Vous êtes franco-marocain concerné par cette guerre du côté de votre famille. Est-ce que les générations nées en France et en Europe connaissent mal l’histoire de leurs ancêtres morts pour l’Europe ?
 
Dans mon livre, je raconte une tragédie familiale. L’histoire de trois frères (mes oncles), le premier est mort dans l’enfer de Monte Cassino en 1943, le deuxième est grièvement blessé dans la fournaise de Diên Bien Phu en Indochine en 1956 et le troisième est fauché par les balles de la police française en 1953 à Derb Sultan à Casablanca. Son crime, avoir brandi le portrait de Sidi Mohammed Ben Youssef, Sultan légitime exilé… Mon fils, Maroco Normand, engagé dans la gendarmerie nationale française en 2010 aura du mal à assumer et à comprendre cette déchirure intra-familiale. Ses aïeux, militaires comme lui, mais pas dans les mêmes rangs.
Quelle cruauté, quelle souffrance de porter un uniforme et le même nom, alors que d’autres ont adossé un uniforme d’indigènes maculé de sang, des  martyrs…Une famille traversée par l’amour et la  haine de l’uniforme français. Que dire de ma grand-mère qui lança des youyous, depuis août 1953 jusqu’à sa mort en 1984, en loge funèbre du martyr, Mohamed, parti à la fleur de l’âge.
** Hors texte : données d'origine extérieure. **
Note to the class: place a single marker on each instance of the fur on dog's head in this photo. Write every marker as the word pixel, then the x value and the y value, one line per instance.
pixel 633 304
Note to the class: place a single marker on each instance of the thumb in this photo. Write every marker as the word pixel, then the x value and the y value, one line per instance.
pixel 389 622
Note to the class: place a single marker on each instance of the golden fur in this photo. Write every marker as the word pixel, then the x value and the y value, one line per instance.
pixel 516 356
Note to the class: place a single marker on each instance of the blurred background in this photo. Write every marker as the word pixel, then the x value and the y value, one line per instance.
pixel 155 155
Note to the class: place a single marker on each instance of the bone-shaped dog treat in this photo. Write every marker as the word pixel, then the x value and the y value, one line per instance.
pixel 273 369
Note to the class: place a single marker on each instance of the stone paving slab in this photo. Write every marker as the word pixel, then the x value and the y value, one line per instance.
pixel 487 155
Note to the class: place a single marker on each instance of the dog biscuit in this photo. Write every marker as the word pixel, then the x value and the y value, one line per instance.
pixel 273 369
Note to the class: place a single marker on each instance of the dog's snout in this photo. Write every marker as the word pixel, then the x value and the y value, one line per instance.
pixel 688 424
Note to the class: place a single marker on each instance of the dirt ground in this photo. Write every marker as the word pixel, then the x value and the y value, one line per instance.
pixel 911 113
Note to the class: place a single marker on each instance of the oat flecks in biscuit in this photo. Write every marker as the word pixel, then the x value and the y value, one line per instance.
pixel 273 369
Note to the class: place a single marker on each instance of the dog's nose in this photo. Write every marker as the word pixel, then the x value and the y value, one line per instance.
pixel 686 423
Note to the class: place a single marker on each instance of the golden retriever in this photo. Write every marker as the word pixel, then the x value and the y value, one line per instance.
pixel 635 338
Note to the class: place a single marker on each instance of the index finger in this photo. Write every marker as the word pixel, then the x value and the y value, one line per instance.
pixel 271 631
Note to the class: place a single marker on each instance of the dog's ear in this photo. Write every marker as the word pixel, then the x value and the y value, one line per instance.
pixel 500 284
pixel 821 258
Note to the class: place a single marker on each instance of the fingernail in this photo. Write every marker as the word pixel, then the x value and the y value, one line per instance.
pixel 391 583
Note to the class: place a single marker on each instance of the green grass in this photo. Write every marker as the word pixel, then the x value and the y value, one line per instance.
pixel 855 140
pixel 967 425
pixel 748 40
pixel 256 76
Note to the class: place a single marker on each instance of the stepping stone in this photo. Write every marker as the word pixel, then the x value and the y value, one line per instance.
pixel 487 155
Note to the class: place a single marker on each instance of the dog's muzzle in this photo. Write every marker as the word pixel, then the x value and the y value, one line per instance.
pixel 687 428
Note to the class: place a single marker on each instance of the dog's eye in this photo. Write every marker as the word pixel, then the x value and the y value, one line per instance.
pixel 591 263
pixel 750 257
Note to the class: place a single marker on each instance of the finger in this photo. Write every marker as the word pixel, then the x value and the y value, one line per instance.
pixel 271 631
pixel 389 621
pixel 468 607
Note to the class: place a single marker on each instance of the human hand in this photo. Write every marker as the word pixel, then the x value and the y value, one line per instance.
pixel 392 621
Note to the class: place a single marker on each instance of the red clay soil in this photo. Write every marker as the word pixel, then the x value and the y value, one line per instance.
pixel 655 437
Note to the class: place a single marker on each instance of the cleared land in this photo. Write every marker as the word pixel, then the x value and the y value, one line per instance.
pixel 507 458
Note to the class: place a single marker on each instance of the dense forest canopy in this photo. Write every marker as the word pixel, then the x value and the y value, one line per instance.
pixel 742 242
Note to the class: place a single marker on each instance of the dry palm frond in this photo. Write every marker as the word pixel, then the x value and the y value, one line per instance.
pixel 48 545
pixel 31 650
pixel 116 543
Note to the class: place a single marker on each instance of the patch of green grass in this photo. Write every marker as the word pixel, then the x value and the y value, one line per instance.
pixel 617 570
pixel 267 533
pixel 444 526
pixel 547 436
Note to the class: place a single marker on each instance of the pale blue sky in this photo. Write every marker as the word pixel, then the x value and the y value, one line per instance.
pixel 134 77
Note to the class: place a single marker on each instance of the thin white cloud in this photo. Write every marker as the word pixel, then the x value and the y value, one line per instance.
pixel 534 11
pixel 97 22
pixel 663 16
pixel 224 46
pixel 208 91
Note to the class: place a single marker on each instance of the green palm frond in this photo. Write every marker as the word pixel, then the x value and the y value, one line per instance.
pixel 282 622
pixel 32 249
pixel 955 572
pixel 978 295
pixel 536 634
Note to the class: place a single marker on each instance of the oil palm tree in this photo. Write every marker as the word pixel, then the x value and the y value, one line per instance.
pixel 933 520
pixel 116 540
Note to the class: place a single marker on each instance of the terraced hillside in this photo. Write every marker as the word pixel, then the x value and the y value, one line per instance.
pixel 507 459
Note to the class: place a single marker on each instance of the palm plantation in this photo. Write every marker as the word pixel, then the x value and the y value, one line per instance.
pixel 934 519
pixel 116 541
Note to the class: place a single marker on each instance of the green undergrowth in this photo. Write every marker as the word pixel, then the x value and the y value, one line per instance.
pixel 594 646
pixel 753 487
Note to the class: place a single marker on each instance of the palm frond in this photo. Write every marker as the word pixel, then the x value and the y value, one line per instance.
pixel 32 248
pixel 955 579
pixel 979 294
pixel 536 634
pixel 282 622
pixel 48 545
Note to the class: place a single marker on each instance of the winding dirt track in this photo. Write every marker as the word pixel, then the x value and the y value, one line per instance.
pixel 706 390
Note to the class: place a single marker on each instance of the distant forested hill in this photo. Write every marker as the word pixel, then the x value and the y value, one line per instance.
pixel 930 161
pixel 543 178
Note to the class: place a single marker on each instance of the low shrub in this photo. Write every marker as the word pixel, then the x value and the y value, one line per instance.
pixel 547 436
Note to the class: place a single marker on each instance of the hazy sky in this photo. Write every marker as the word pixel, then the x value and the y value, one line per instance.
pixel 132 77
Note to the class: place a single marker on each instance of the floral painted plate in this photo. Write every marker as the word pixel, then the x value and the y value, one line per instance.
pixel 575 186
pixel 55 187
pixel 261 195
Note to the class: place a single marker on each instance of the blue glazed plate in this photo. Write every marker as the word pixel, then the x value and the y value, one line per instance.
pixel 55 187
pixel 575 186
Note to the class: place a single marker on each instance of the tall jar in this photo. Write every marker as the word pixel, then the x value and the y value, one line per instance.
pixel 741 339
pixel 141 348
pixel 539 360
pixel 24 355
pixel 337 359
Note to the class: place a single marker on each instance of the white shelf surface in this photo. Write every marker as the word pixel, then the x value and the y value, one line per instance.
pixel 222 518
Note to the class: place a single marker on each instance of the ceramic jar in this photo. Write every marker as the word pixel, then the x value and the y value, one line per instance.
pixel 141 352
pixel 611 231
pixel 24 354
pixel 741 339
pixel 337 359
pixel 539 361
Une brûlure de l’histoire et un paradoxe romanesque. C’est le destin, c’est le Mektoub.

Que pourrait faire le Maroc pour valoriser cette mémoire ?
 
Le Maroc a privilégié d’honorer, en premier lieu, la mémoire des anciens combattants. Ceux qui ont combattu la colonisation française du Maroc. Ceux qui ont été enrôlés dans l’armée française et relégués aux oubliettes. En dépit des négociations que le Maroc a pu entamer en leur faveur, le résultat est décevant. En fait c’est à la France d’honorer ces braves soldats, de les réhabiliter avant que la mort n’emporte les derniers survivants. Pour l’instant, le ministère des Anciens combattants français s’occupe des siens. Quant aux Marocains, seules quelques initiatives ont été prises en Corse où des passages-éclairs à la télévision des archives de l’INA les présentent comme faisant partie d’une histoire avérée mais non assumée. Pour le Maroc, un musée des combattants de la liberté est un minimum pour les réhabiliter. L’introduction de cette question dans le  programme scolaire peut sensibiliser les jeunes générations.

Quelle valeur peut-on donner à la commémoration de l’anniversaire du débarquement   avec la montée de l’extrême droite  ?

La France comme l’Europe ne s’est jamais débarrassée de ces vieux démons que sont les révisionnistes, les nostalgiques de l’empire et les ultras nationalistes. Les communications du 70ème anniversaire ne peuvent, à elles seules, venir à bout du cancer qui ronge la société française. La montée de l’extrême droite est d’abord liée à la crise économique, à la défiance vis-à-vis des partis politiques démocratiques et, de manière plus singulière, à la xénophobie rampante. Les Etats européens ont légalisé les partis de l’extrême droite et ne peuvent démocratiquement les mettre hors jeu. C’est aux communautés maghrébines ou immigrées de s’organiser, de se constituer en coalitions contre ce fléau qui s’est installé, hélas, durablement dans un continent en crise, voire en déclin. 
Le sort des étrangers et des musulmans en particulier risque un jour de tourner au cauchemar. Cependant, les étrangers, comme les Marocains, s’ils unissent leurs forces politiques et monnayent leurs voix avant de les mettre aux urnes peuvent constituer un rempart contre ce fléau politiquement mortel pour leur existence paisible aux côtés des citoyens européens qui restent fidèles aux principes de la démocratie et des droits de l’Homme.